So, without further ado, once we had stoked our inner boilers with bacon & egg, we set off down Kolding fjord under engine, as the wind was too light to give us sufficient speed. Our destination for the day was about 30 miles away, the well-preserved town of Haderslev, which i s situated at the end of a relatively narrow 7 mile fjord
. Rather than exiting Kolding fjord, turning right to travel south in the Lille Bælt and then turning right again to travel westwards down Hadderslev Fjord, we took a minor detour and crossed the Lille Bælt having exited Kolding Fjord and entered Fæno Sund, which separates Fyn from the small off lying island of Fæno and at its southernmost point marks the entrance to Gamborg Fjord on Fyn. At the entrance of the sound, the water is really quite deep, some 40m or so and there was a noticeable current. Whether it is this combination or some other factor that causes fish to collect here (I assume) but there were large numbers, 5 at least, of porpoises in quite a small area, busily sounding and exhaling noisily when they surfaced. Again, they take absolutely no notice of passing boats, so unlike dolphins. Having travelled down the sound, we chose note to go into Gamborg Fjord but re-entered the main channel ie the Lille Bælt and then continued southwards. At this point we were sailing, as the wind was occasionally strong enough to warrant switching the engine off and we could enjoy that sensation of moving quietly through the water that makes sailing so pleasurable.
This part of Denmark is very pretty. It is fairly heavily wooded and interspersed with the trees are large arable fields, usually filled with ripe wheat or barley and dotted amongst these two principal vegetation types are little meadows with grazing animals and some rather attractive dwellings
. It reminded us of Suffolk, with the same undulating landscape – as I said, it is very pretty. However, unlike Suffolk, there are countless places to stop and anchor and the sea is not the North Sea, it is much more akin to being on a lake than on sea proper. In short, it was very relaxing, no tides, gentle winds and sunny skies, really splendid!
By 15:00 we had reached the entrance to the Fjord and from now on, we were effectively travelling into the wind so the sails were put away and the engine started. The channel runs more or less down the centre of the winding fjord. Most of the fjord is less than 2m deep but the channel is maintained at 6m, so there is plenty of water.

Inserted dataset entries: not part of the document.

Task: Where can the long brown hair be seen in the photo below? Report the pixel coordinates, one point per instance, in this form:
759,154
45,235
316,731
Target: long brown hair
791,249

It is well marked with green and red buoys so piloting was not a problem, provided one kept one’s eyes on the buoyage and not linger too long on the pretty views and wonderful houses as they pass. It was a truly uplifting passage, the scenery is so different to that which we are accustomed, sort of gently alien. Equally alien was a mock river boat with moving paddle wheels that overtook us, a sort of Danish 'African Queen’ (see photo).

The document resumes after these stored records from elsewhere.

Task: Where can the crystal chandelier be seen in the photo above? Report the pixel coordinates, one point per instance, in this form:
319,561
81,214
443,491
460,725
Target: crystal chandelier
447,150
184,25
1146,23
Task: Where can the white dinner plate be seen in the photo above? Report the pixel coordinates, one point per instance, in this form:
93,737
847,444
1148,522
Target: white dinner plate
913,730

Like all Danish end-of-fjord towns, Hadderslev is dominated by huge grain silos on the quay side. It doesn’t add to their photogenicity’ if there is such a word, if not there should be
! However, unique to this town is the fact that the manufacturer of one of Scandinavia’s best yachts, X-Yachts, is based here and we passed several brand new boats floating in the company’s docks. The yacht berths for lesser mortals are situated at the end of the fjord and we were very kindly pointed to an alongside pontoon, in a sort of cul-de-sac close to the facilities and diesel tank and we’d tied up and settled in by 17:00.
Later that evening, as it was such a pleasant one, we had a barbecue, using the harbour’s grillplads ie dedicated barbecue area with grills in situ. A nice end to a great day.
At last! We woke to blue skies and little or no wind. It was cool, autumnal even, but at least the incessant howling of very strong wind and drumming of rain was over. We could now continue with our exploration of this part of the Baltic, the area that is reputed to be the most attractive and one in which we initially thought we had oodles of time to enjoy – it's funny how bad weather can put a spanner in the works. We actually are still OK time-wise, but we do need a bit of luck with the weather if we are too see all we originally envisaged.